If you’re living with sleep apnea, everything from your decision making skills at work, to your ability to safely drive your vehicle can be affected. CPAP therapy is the best solution for treating sleep apnea, and can help you get the restful sleep you deserve to regain control of your life.
CPAP Vs. APAP Vs. BiPAP
The 3 types of PAP machines are CPAP, APAP, and BiPAP, and they work by gently blowing pressurized air through the airway to give the minimum amount of pressure to keep the throat open.
An auto-adjustable positive airway pressure (APAP) machine is best known for its ability to offer different pressure rates throughout your sleep, based on how you inhale.
It works on a range of 4 to 20 pressure points, which can offer flexibility to help you find your ideal pressure range.

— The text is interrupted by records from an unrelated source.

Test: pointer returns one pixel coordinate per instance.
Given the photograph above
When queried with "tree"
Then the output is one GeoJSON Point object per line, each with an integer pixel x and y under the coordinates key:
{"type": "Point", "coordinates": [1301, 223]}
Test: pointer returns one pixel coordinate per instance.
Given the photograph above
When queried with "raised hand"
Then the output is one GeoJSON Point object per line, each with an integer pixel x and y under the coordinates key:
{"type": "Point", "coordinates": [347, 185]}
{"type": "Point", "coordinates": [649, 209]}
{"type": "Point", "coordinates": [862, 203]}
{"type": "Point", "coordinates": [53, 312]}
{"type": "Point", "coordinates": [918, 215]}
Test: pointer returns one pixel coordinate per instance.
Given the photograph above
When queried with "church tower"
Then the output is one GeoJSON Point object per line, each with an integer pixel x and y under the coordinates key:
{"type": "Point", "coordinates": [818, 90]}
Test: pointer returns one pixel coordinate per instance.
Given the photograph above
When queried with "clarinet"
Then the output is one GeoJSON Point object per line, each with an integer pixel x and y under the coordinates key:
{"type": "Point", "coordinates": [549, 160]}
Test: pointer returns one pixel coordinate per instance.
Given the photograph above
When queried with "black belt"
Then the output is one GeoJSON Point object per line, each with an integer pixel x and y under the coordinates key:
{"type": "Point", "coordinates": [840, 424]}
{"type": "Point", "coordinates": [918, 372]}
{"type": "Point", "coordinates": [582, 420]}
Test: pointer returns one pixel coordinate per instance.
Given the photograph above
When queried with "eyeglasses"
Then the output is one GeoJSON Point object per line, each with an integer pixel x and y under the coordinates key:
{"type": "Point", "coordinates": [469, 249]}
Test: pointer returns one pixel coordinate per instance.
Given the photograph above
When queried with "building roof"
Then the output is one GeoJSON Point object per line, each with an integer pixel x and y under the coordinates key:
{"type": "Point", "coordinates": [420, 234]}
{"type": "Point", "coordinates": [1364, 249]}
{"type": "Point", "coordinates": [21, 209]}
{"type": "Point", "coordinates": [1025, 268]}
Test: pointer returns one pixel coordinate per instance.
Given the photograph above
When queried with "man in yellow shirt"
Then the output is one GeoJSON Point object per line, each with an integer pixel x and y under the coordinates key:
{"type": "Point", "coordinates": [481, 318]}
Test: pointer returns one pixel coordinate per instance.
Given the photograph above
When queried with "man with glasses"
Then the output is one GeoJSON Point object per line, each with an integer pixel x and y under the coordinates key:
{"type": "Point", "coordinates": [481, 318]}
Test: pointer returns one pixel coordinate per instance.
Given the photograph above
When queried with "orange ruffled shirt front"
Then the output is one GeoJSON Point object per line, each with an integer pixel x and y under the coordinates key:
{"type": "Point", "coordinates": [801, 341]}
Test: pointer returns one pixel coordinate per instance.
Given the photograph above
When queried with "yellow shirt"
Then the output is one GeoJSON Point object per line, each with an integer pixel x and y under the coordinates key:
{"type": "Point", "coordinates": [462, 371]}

APAP machines work best if you need additional pressure based on deeper sleep cycles, the use of sedatives, or sleep positions that further disrupt airflow, such as sleeping on your stomach.
The continuous positive airway pressure (CPAP) unit is the most prescribed machine for sleep apnea.
As the name suggests, CPAP works by delivering a steady pressure rate for both inhalation and exhalation. Unlike APAP, which adjusts the pressure based on your inhalation, CPAP delivers one rate of pressure throughout the night.
While the continuous rate of pressure can help, this method can lead to breathing discomfort.
Sometimes the pressure may still be delivered while you’re trying to exhale, making you feel like you’re choking. One way to remedy this is to turn down the pressure rate.
The same pressure in and out doesn’t work for all sleep apnea cases. This is where a bi-level positive airway pressure (BiPAP) machine can help. BiPAP works by delivering different pressure rates for inhalation and exhalation.
BiPAP machines have similar low range pressure zones as APAP and CPAP, but they offer a higher peak pressure flow of 25. Thus, this machine is best if you need moderate- to high-pressure ranges. BiPAP tends to be recommended for sleep apnea as well as Parkinson’s disease and ALS.
APAP, CPAP, and BiPAP are all types of flow generators that may be prescribed for the treatment of sleep apnea. Each has similar goals, but an APAP or BiPAP may be used if the common CPAP machine doesn’t work.
Aside from positive airway pressure therapy, it’s important to follow your doctor’s advice on any recommended lifestyle changes. Sleep apnea can be life threatening, so treating it now can greatly improve your outlook while also improving your overall quality of life.